Methods: This cross-sectional retrospective study was carried out using the archive of Dr. Basser Radiology Center in 2018. The axial, coronal, and sagittal sections of CBCT images were observed for detecting missing canals, perforations, ledges, vertical root fractures (VRFs), and the quality of endodontic filling. The observation process was done by an endodontist, a radiologist, and a dentistry student. The collected data were analyzed using SPSS software, version 20 and the descriptive statistical method (frequency and percentage) was used for reporting the results.

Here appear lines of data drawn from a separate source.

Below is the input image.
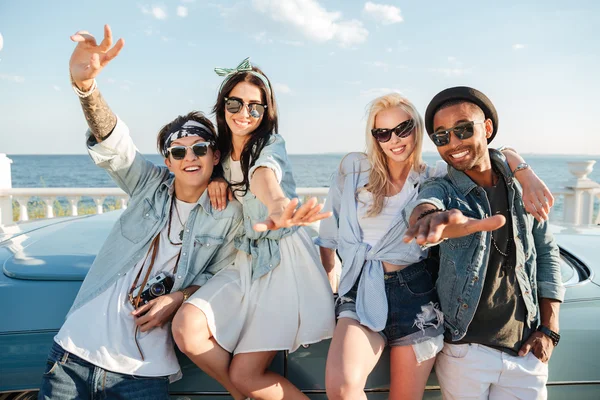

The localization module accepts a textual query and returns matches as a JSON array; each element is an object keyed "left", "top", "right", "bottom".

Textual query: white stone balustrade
[{"left": 0, "top": 154, "right": 600, "bottom": 226}]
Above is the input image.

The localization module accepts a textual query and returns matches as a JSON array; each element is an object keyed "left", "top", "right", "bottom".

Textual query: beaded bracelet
[
  {"left": 417, "top": 208, "right": 444, "bottom": 221},
  {"left": 71, "top": 79, "right": 98, "bottom": 99}
]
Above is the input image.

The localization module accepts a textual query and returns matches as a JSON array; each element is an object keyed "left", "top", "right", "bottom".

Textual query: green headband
[{"left": 215, "top": 57, "right": 271, "bottom": 96}]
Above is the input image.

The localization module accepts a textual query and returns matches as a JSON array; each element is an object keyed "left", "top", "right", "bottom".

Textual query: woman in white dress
[{"left": 173, "top": 59, "right": 335, "bottom": 399}]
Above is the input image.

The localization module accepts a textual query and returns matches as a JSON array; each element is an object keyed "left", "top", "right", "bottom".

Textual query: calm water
[{"left": 9, "top": 154, "right": 600, "bottom": 190}]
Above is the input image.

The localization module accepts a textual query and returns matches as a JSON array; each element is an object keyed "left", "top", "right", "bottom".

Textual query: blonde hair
[{"left": 360, "top": 93, "right": 426, "bottom": 217}]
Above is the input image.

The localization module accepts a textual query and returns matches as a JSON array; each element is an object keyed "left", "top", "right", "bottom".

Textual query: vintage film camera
[{"left": 129, "top": 272, "right": 174, "bottom": 307}]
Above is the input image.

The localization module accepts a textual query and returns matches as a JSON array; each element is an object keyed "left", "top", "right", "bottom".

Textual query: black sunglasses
[
  {"left": 429, "top": 121, "right": 485, "bottom": 147},
  {"left": 167, "top": 142, "right": 211, "bottom": 160},
  {"left": 225, "top": 97, "right": 267, "bottom": 118},
  {"left": 371, "top": 119, "right": 415, "bottom": 143}
]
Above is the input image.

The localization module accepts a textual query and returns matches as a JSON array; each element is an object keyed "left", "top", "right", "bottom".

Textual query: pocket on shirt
[
  {"left": 194, "top": 235, "right": 225, "bottom": 249},
  {"left": 119, "top": 199, "right": 158, "bottom": 243}
]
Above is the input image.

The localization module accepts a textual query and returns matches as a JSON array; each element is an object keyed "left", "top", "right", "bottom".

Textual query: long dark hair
[{"left": 213, "top": 67, "right": 278, "bottom": 195}]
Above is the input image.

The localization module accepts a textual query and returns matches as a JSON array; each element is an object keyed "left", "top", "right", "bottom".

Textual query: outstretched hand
[
  {"left": 402, "top": 207, "right": 506, "bottom": 245},
  {"left": 69, "top": 25, "right": 125, "bottom": 91},
  {"left": 254, "top": 197, "right": 333, "bottom": 232}
]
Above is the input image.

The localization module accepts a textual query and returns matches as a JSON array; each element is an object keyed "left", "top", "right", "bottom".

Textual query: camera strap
[{"left": 129, "top": 233, "right": 160, "bottom": 361}]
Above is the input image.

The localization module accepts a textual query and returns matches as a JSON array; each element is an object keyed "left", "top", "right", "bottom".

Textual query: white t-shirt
[{"left": 54, "top": 200, "right": 196, "bottom": 382}]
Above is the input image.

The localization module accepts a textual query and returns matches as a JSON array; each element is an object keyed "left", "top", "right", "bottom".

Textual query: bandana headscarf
[
  {"left": 215, "top": 57, "right": 271, "bottom": 96},
  {"left": 163, "top": 120, "right": 216, "bottom": 158}
]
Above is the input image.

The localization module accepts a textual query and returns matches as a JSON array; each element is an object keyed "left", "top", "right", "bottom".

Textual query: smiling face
[
  {"left": 225, "top": 81, "right": 265, "bottom": 140},
  {"left": 374, "top": 107, "right": 416, "bottom": 163},
  {"left": 165, "top": 136, "right": 219, "bottom": 192},
  {"left": 433, "top": 102, "right": 493, "bottom": 171}
]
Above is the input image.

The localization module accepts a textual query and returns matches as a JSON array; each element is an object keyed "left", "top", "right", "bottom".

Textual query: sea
[{"left": 8, "top": 153, "right": 600, "bottom": 217}]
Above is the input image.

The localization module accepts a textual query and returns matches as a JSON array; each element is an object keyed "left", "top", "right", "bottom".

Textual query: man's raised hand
[
  {"left": 69, "top": 25, "right": 125, "bottom": 91},
  {"left": 403, "top": 205, "right": 506, "bottom": 245}
]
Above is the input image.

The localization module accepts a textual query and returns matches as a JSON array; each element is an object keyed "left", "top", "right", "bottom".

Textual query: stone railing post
[
  {"left": 564, "top": 160, "right": 600, "bottom": 225},
  {"left": 0, "top": 154, "right": 13, "bottom": 226}
]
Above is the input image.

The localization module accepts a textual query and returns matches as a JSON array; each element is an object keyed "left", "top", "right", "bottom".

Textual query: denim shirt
[
  {"left": 69, "top": 120, "right": 242, "bottom": 314},
  {"left": 405, "top": 149, "right": 565, "bottom": 341},
  {"left": 315, "top": 153, "right": 446, "bottom": 332},
  {"left": 221, "top": 134, "right": 298, "bottom": 281}
]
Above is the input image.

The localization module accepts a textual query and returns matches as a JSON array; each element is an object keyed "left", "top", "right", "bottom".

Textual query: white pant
[{"left": 435, "top": 343, "right": 548, "bottom": 400}]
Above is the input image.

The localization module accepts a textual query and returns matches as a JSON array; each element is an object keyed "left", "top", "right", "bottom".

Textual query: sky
[{"left": 0, "top": 0, "right": 600, "bottom": 155}]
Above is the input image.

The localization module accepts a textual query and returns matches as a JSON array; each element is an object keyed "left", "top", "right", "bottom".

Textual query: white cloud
[
  {"left": 252, "top": 31, "right": 273, "bottom": 44},
  {"left": 140, "top": 6, "right": 167, "bottom": 19},
  {"left": 363, "top": 1, "right": 404, "bottom": 25},
  {"left": 177, "top": 6, "right": 188, "bottom": 18},
  {"left": 0, "top": 74, "right": 25, "bottom": 83},
  {"left": 365, "top": 61, "right": 390, "bottom": 69},
  {"left": 429, "top": 67, "right": 471, "bottom": 77},
  {"left": 252, "top": 0, "right": 369, "bottom": 47},
  {"left": 273, "top": 83, "right": 292, "bottom": 94},
  {"left": 360, "top": 88, "right": 401, "bottom": 99},
  {"left": 279, "top": 39, "right": 304, "bottom": 47}
]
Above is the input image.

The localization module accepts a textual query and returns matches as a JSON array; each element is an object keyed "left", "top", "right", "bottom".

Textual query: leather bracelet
[{"left": 417, "top": 208, "right": 444, "bottom": 221}]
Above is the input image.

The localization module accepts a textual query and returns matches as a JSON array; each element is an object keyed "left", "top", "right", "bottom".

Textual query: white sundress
[{"left": 187, "top": 162, "right": 335, "bottom": 354}]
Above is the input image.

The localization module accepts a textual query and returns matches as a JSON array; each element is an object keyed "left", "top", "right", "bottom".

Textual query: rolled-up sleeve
[
  {"left": 315, "top": 172, "right": 342, "bottom": 249},
  {"left": 529, "top": 217, "right": 565, "bottom": 302},
  {"left": 248, "top": 134, "right": 289, "bottom": 183},
  {"left": 86, "top": 118, "right": 169, "bottom": 196}
]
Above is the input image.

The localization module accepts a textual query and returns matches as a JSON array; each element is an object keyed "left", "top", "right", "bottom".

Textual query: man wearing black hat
[{"left": 404, "top": 87, "right": 565, "bottom": 399}]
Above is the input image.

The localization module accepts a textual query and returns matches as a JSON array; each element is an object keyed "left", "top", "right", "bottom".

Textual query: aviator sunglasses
[
  {"left": 371, "top": 119, "right": 415, "bottom": 143},
  {"left": 225, "top": 97, "right": 267, "bottom": 118},
  {"left": 429, "top": 121, "right": 485, "bottom": 147},
  {"left": 167, "top": 142, "right": 211, "bottom": 160}
]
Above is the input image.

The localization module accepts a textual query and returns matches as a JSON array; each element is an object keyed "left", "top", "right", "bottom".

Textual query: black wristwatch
[{"left": 538, "top": 325, "right": 560, "bottom": 347}]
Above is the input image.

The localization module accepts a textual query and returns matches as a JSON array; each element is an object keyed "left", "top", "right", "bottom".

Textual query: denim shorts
[
  {"left": 38, "top": 342, "right": 169, "bottom": 400},
  {"left": 335, "top": 261, "right": 444, "bottom": 346}
]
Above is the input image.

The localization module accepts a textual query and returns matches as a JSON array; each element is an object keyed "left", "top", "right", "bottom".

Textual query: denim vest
[
  {"left": 405, "top": 149, "right": 565, "bottom": 341},
  {"left": 315, "top": 153, "right": 446, "bottom": 332},
  {"left": 69, "top": 120, "right": 242, "bottom": 314},
  {"left": 221, "top": 134, "right": 298, "bottom": 281}
]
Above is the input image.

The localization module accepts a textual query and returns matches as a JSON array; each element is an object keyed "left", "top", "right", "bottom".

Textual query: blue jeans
[
  {"left": 336, "top": 260, "right": 444, "bottom": 347},
  {"left": 38, "top": 343, "right": 169, "bottom": 400}
]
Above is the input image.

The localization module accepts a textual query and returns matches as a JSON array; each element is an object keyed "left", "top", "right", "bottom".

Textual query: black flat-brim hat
[{"left": 425, "top": 86, "right": 498, "bottom": 143}]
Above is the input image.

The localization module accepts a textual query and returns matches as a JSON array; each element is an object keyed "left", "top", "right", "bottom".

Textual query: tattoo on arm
[{"left": 79, "top": 89, "right": 117, "bottom": 143}]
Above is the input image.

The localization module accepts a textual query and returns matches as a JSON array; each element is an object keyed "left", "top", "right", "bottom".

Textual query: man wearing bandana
[{"left": 39, "top": 26, "right": 242, "bottom": 399}]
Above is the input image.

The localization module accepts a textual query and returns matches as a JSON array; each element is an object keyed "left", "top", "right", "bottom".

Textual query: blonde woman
[{"left": 317, "top": 93, "right": 550, "bottom": 399}]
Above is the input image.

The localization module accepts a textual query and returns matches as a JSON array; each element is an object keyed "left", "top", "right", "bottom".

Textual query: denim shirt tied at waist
[
  {"left": 221, "top": 134, "right": 298, "bottom": 281},
  {"left": 69, "top": 119, "right": 242, "bottom": 315},
  {"left": 315, "top": 153, "right": 445, "bottom": 332},
  {"left": 405, "top": 149, "right": 565, "bottom": 341}
]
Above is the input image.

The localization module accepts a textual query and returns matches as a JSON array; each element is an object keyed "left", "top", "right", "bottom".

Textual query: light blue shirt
[
  {"left": 316, "top": 153, "right": 445, "bottom": 332},
  {"left": 69, "top": 120, "right": 242, "bottom": 315},
  {"left": 222, "top": 134, "right": 298, "bottom": 281}
]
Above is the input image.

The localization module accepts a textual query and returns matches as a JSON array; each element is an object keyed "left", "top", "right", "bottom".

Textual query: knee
[
  {"left": 325, "top": 372, "right": 364, "bottom": 400},
  {"left": 229, "top": 357, "right": 264, "bottom": 396},
  {"left": 171, "top": 304, "right": 210, "bottom": 355}
]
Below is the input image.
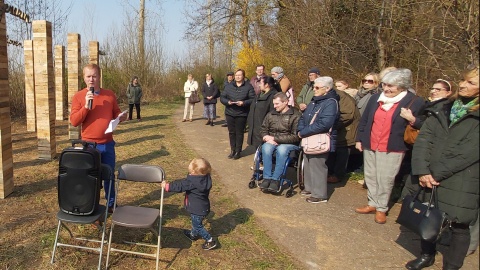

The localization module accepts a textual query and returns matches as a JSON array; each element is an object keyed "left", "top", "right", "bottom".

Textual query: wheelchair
[{"left": 248, "top": 145, "right": 304, "bottom": 198}]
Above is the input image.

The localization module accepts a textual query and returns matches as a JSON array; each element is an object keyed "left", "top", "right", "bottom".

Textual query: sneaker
[
  {"left": 202, "top": 240, "right": 217, "bottom": 250},
  {"left": 258, "top": 179, "right": 272, "bottom": 189},
  {"left": 306, "top": 197, "right": 328, "bottom": 203},
  {"left": 300, "top": 190, "right": 312, "bottom": 196},
  {"left": 183, "top": 230, "right": 198, "bottom": 242},
  {"left": 268, "top": 180, "right": 280, "bottom": 192}
]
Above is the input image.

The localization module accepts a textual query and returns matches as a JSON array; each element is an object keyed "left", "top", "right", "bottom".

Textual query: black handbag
[
  {"left": 397, "top": 186, "right": 450, "bottom": 243},
  {"left": 188, "top": 91, "right": 200, "bottom": 104}
]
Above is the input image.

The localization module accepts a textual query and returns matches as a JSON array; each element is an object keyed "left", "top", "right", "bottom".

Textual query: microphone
[{"left": 88, "top": 87, "right": 95, "bottom": 110}]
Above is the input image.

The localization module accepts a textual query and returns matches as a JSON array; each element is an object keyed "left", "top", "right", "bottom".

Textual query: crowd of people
[{"left": 184, "top": 65, "right": 479, "bottom": 269}]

Results: The results showed that underfilling was the most common error in the second and first mandibular premolar (9.5% compared with 9.2%), respectively. In addition, overfilling and missing canal were the second and third common errors in this study (6.3% and 3.9%). On the other hand, ledge, perforation, and VRF in the second premolar were the least common failures (0.26%). However, perforation and VRF were not found in the first mandibular premolars. It was observed that missing canals occur as lingual, mesial, and buccal types. All the missing canals of the first mandibular premolar were of lingual type. In comparison, in the second premolar, 71.4% of the missing canals were lingual and the remaining canals were mesial or buccal (each 14.3%).
Conclusions: Overall, the results of the present study revealed that the most common mistakes were errors in length and missing canals, therefore, more education is recommended toward employing working length determination techniques, using electric apex locator, obtaining more knowledge of anatomy variation, and using CBCT in doubtful cases.